Любовь Николаевна присела на табуретку, оглядела стены: в доме Шубникова она была впервые.
– Я вас слушаю, – произнесла Любовь Николаевна.
– Бессмертие, – сказал Шубников.
Любовь Николаевна не ответила.
– Бессмертие! – нетерпеливо повторил Шубников. – Мне!
– Я услышала. Но правильно ли я вас понимаю…
– Полагаю, что правильно. Бесконечность жизни.
– Вам может стать скучно. Не многие желали бессмертия. Напротив, оно было наказанием. Вам должно быть известно о страданиях Агасфера. Или Картафила.
– Бесконечно большой величине не бывает скучно, – сухо сказал Шубников.
– А бесконечно малая стекает в нуль, – сказала Любовь Николаевна.
– Это вы к чему? – раздраженно взглянул на нее Шубников. – Я требую от вас вовсе не нуль.
– Да, – согласилась Любовь Николаевна. – Но, по вашим понятиям, бесконечное несотворимо и неуничтожаемо. Вы к несотворимому и неуничтожаемому не принадлежите.
– Не вам судить об этом! – закричал Шубников. – Я вам приказываю, и будьте любезны!
– Выполнить ваше приказание не в моих возможностях.
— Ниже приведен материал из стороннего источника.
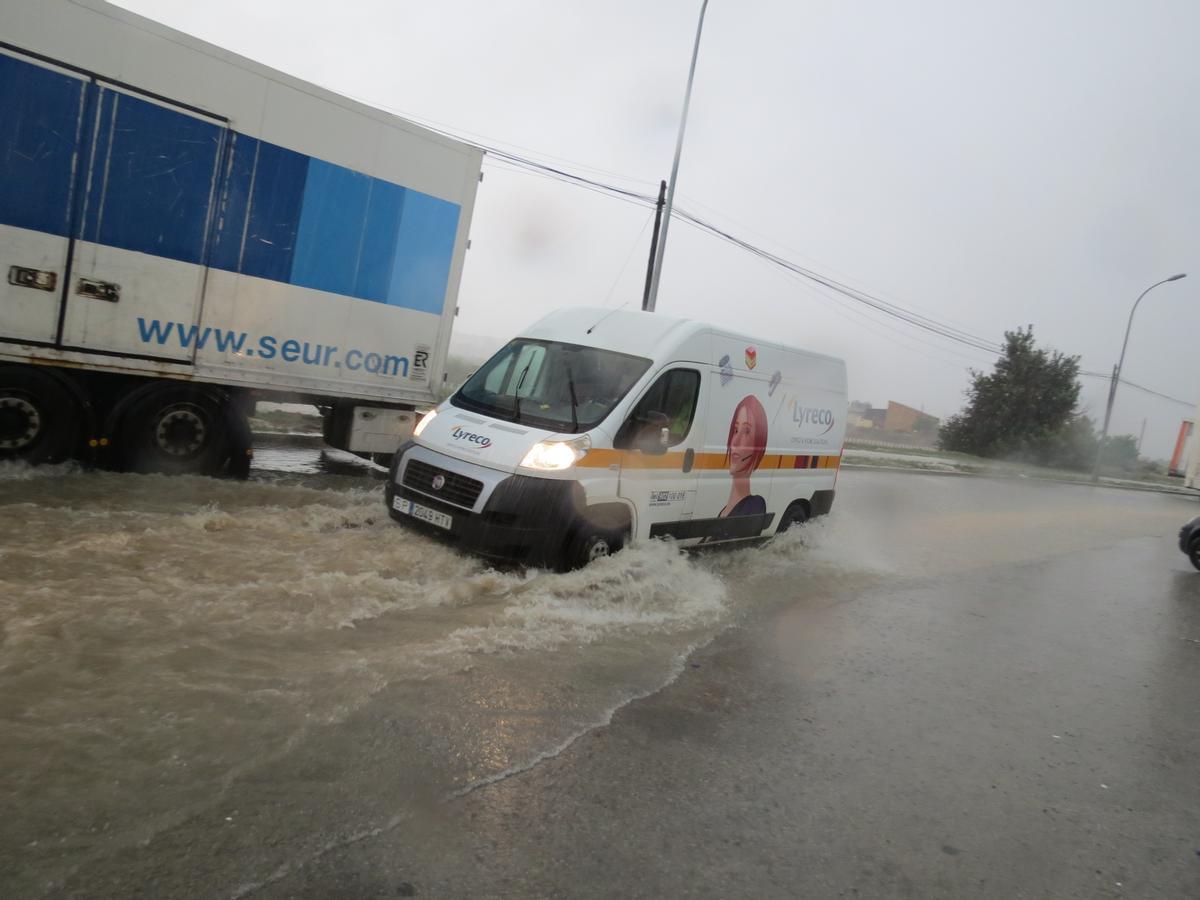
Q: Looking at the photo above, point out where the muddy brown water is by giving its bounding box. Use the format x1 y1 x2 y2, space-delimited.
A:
0 450 1194 896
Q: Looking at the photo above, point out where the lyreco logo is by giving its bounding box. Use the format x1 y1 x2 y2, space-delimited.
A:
450 425 492 450
792 401 835 434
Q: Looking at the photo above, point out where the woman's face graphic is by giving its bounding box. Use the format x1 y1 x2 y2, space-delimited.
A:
730 407 757 478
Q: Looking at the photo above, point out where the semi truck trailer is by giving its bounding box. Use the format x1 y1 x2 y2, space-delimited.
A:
0 0 482 474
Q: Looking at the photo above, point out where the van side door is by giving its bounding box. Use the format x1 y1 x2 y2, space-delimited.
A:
613 366 704 544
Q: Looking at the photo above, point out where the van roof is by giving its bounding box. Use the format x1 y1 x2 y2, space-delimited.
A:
523 306 841 365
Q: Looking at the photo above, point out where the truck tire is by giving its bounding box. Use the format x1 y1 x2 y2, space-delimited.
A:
119 385 229 475
0 366 82 466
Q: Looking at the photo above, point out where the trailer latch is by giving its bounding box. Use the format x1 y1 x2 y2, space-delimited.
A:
8 265 59 290
76 278 121 304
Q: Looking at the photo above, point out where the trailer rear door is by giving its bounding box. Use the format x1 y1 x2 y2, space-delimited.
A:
0 48 89 344
59 79 229 362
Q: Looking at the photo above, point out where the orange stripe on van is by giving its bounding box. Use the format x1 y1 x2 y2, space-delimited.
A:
577 448 841 472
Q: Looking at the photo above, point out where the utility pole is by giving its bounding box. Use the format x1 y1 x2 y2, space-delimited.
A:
643 0 708 312
642 181 667 311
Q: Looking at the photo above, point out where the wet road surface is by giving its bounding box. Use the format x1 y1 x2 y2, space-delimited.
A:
0 460 1200 898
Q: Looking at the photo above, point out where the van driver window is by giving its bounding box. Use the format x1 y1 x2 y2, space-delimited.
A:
620 368 700 446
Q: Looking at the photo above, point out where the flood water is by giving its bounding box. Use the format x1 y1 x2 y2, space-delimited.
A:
0 449 1194 896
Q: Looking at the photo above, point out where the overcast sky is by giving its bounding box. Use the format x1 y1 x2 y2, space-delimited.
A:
121 0 1200 457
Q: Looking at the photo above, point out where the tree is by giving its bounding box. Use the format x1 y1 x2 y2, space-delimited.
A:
938 325 1096 469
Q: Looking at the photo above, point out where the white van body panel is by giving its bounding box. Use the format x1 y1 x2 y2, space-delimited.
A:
389 308 847 566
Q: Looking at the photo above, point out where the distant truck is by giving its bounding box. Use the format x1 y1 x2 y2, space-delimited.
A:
0 0 482 474
1166 408 1200 488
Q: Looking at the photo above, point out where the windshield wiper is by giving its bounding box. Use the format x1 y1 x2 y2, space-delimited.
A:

– Свяжитесь с теми, у кого возможности есть. Немедленно.
– Увы, ничего не изменится.
– Но как же! Как же! – воскликнул Шубников. – Это ведь несправедливо!
Слезы были на его глазах. Шубников искренне считал теперь, что назначение ему жизненного предела – несправедливо, обидно и приведет к несчастью всего человечества. Отчасти он жалел, что избрал в разговоре неверный тон, возможно, надо было не кричать на женщину, а разжалобить ее, вызвать в ней сострадание матери или хотя бы любовницы. Впрочем, заискивания перед Любовью Николаевной могли привести и к унизительному положению, и это после вчерашнего величия!
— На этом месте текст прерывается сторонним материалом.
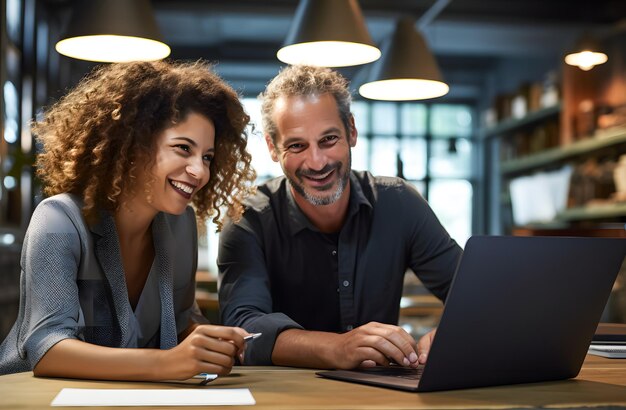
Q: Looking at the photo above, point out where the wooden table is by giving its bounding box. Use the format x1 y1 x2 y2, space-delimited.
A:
0 356 626 410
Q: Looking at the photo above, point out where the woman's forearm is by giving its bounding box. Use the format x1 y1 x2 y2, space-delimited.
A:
33 339 163 380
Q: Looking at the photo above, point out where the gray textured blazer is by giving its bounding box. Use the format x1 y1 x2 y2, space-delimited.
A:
0 194 203 374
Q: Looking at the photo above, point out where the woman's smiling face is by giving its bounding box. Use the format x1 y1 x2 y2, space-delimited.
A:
132 112 215 215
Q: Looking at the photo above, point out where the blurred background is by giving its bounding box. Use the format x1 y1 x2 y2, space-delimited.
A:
0 0 626 339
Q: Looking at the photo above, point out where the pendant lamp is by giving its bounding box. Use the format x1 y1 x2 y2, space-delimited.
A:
55 0 170 62
565 35 609 71
277 0 380 67
359 18 449 101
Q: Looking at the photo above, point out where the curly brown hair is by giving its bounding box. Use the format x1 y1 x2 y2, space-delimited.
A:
33 61 255 230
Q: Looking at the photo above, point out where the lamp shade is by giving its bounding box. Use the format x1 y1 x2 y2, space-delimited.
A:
277 0 380 67
359 18 449 101
565 36 609 71
55 0 170 62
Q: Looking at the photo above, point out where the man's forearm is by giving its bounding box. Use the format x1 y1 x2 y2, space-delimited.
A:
272 329 341 369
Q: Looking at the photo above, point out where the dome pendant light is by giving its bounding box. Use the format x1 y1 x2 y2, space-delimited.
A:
277 0 380 67
55 0 171 62
359 18 450 101
565 36 609 71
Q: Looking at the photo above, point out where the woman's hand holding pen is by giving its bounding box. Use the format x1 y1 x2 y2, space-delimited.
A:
157 325 248 380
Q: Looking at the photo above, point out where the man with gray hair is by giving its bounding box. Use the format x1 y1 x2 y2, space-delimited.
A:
218 66 461 369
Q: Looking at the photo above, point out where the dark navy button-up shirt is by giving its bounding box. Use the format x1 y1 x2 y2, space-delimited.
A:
218 171 462 365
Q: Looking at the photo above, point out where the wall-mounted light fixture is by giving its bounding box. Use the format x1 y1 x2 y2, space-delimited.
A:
277 0 380 67
565 35 609 71
359 18 449 101
55 0 170 62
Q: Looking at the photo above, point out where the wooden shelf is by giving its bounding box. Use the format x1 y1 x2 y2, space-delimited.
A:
485 104 561 138
557 202 626 221
500 127 626 175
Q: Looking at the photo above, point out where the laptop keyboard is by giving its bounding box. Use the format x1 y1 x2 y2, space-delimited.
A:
359 366 424 380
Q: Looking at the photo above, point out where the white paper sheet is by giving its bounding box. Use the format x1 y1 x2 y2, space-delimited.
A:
50 388 256 407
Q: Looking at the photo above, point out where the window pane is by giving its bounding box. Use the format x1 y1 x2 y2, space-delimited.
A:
428 180 472 247
401 104 426 135
400 137 426 179
370 137 399 177
372 103 398 135
246 134 283 179
352 101 370 135
352 136 370 171
429 138 472 178
430 104 472 137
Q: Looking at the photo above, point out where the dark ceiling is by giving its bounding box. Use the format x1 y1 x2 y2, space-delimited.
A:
49 0 626 99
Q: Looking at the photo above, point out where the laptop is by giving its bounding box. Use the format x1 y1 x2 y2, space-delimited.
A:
317 236 626 392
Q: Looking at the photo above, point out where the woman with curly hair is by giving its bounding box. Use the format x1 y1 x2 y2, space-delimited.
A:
0 58 254 380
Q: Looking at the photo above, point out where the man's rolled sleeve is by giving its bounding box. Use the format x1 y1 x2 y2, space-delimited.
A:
217 222 302 365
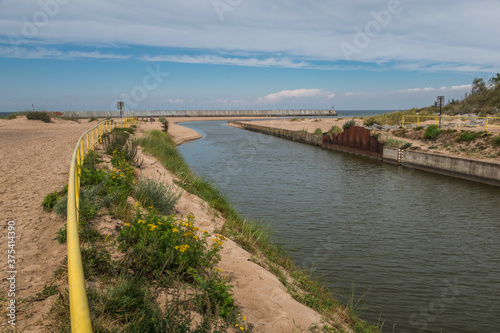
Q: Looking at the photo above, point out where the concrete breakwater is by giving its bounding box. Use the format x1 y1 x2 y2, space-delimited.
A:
384 147 500 186
63 109 337 118
229 121 500 186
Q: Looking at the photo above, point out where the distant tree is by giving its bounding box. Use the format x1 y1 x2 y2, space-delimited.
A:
471 77 487 95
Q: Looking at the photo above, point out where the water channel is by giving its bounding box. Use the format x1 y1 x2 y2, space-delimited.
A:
179 115 500 333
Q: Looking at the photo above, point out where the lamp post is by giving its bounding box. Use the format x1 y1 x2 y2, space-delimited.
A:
116 101 125 118
438 96 444 128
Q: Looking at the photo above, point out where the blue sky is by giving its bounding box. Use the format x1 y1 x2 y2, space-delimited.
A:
0 0 500 112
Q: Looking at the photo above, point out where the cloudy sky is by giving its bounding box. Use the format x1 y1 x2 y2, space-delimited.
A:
0 0 500 112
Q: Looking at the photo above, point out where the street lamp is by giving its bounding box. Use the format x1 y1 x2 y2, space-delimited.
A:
116 101 125 118
438 96 444 128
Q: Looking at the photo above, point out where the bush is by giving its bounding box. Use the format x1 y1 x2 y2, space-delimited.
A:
363 116 377 127
401 142 411 149
342 119 356 130
133 178 181 214
493 135 500 147
457 131 477 142
103 128 142 166
384 138 405 148
26 111 51 123
159 117 168 132
118 210 225 282
42 191 61 212
424 125 441 140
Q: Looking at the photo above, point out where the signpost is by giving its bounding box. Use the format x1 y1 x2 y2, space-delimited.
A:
438 96 444 128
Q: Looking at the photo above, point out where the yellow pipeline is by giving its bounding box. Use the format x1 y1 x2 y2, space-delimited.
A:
66 119 136 333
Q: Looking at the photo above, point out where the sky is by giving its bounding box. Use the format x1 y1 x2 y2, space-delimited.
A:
0 0 500 112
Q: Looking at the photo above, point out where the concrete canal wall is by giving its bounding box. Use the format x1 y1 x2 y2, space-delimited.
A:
384 147 500 186
229 121 323 146
63 110 337 118
230 121 500 186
– Если мне не дадут вечно служить совершенствованию людей, – мрачно сказал Шубников, – я обозлюсь и натворю бед.
Любовь Николаевна молчала.
– Больше вы мне ничего не скажете? – спросил Шубников.
– Я при вас, – сказала Любовь Николаевна. – Но наградить или наказать вас бессмертием я не могу.
– Вон! – закричал Шубников, приподнимаясь на локтях. – Вон! И чтобы быть теперь в отдалении от меня!
– Как прикажете, – встала Любовь Николаевна.
– Вон! – кричал Шубников. Он и кроссовку схватил с пола, швырнул ее в Любовь Николаевну, но той в комнате уже не было.